Australijscy naukowcy zbadali wpływ długiego podawania popularnym gupikom substancji obecnej w każdym antydepresancie. Wyniki są przerażające – wysokie stężenie doprowadziło do tego, że te ruchliwe zwykle rybki zamieniały się w zombie.
Dlaczego właśnie rybki?
Badacze wybrali tę grupę nie bez przyczyny. Jeżeli bowiem pływające w akwarium rybki zamieniają się w pozbawione cech osobowości pływające wraki, to my jako ludzie, mamy problem. Patrząc szerzej, podobnie będą zachowywać się ryby z rzek, jezior i oceanów, które pływają w zanieczyszczonej lekami wodzie. A ta ma ma w sobie niezbadane ilości farmaceutyków, które z kolei są wypłukiwane z naszego organizmu. Idąc tym tropem, pojawia się inne pytanie – co z chemią z wody pitnej? Przecież nie mamy pewności, że oczyszczalnie usuwają z niej wszystko.
Zwierzęta na lekach
Naukowcy z całego świata badają, jak farmaceutyki, nawet w śladowych ilościach, działają na dziko żyjące zwierzęta. Ze zdumieniem doszli do wniosku, że zmienia się u nich nie tylko poziom lęku czy migracji, ale nawet to w jaki sposób dobierają partnerów. Po lekach stają się również mniej bojaźliwe i ostrożne, a w konsekwencji szybciej tracą życie.
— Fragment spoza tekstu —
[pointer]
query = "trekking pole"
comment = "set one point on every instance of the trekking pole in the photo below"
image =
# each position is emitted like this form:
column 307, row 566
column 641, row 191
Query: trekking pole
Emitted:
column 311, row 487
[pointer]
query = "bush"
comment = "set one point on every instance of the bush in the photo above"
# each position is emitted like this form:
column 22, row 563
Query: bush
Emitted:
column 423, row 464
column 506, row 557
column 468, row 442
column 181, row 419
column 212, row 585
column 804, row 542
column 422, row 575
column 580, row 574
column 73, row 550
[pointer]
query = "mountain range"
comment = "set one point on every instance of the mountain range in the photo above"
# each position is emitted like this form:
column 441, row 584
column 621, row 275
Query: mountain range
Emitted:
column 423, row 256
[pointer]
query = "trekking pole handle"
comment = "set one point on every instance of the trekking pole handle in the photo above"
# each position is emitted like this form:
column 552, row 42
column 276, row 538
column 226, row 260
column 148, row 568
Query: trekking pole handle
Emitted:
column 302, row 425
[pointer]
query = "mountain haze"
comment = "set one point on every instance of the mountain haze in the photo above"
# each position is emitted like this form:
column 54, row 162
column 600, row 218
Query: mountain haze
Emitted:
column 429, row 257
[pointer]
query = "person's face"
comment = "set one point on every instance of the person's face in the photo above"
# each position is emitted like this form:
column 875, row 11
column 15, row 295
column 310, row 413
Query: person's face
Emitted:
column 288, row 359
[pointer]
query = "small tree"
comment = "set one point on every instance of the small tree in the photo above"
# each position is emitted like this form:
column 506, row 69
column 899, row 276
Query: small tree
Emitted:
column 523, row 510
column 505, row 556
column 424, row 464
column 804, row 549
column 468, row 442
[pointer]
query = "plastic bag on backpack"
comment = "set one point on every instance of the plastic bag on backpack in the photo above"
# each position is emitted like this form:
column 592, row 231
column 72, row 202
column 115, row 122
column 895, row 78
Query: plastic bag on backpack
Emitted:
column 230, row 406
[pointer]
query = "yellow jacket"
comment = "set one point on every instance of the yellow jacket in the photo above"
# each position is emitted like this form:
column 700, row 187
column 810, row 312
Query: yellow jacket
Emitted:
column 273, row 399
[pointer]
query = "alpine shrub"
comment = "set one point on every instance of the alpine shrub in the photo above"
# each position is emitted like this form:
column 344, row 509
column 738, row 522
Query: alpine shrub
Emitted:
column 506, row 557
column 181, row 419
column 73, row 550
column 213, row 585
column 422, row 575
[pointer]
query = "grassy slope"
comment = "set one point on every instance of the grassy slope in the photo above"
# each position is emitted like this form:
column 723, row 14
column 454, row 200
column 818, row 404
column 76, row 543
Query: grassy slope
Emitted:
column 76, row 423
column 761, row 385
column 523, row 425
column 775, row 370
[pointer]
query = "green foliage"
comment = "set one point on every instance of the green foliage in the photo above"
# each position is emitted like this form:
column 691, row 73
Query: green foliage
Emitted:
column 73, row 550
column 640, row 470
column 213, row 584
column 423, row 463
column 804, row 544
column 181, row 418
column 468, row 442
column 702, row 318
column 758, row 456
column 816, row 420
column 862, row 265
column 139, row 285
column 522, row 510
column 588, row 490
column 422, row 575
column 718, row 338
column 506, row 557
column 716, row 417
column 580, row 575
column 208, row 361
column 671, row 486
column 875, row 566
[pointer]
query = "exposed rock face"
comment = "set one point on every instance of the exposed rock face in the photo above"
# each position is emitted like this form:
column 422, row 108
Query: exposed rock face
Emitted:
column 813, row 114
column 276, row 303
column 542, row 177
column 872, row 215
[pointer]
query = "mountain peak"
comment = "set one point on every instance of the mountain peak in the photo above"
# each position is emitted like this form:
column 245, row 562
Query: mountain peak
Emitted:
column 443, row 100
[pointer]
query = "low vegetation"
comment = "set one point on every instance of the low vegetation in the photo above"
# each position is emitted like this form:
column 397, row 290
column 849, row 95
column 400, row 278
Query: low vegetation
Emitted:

Jeden z australijskich badaczy chciał sprawdzić to konkretnie na 3600 dzikich rybkach złapanych w strumieniach północno- wschodniej Australii. Następnie podzielił je na trzy baseny i obserwował co się dzieje. W jednym była czysta, przefiltrowana woda, w drugim, woda z poziomem fluoksetyny notowanym w przyrodzie. Trzeci był pełen wody o stężeniu substancji psychoaktywnych dużo wyższym niż normalny.
Wyniki nie zaskoczyły
Eksperyment trwał dwa lata i wciągu tego czasu rozwinęło się 6 pokoleń ryb. Te mieszkające w zupełnie czystej wodzie zachowywały się różnie – jedne pływały szybciej inne wolniej, były te ostrożniejsze i te bardziej agresywne. Natomiast osobniki żyjące w zbiornikach z fluoksetyną zachowywały się praktycznie tak samo. Badaczom przypominały bardziej zombie niż ryby. Można więc wyjść z założenia, że antydepresanty tłamszą indywidualizm. I to nie tylko ryb, ale i ssaków!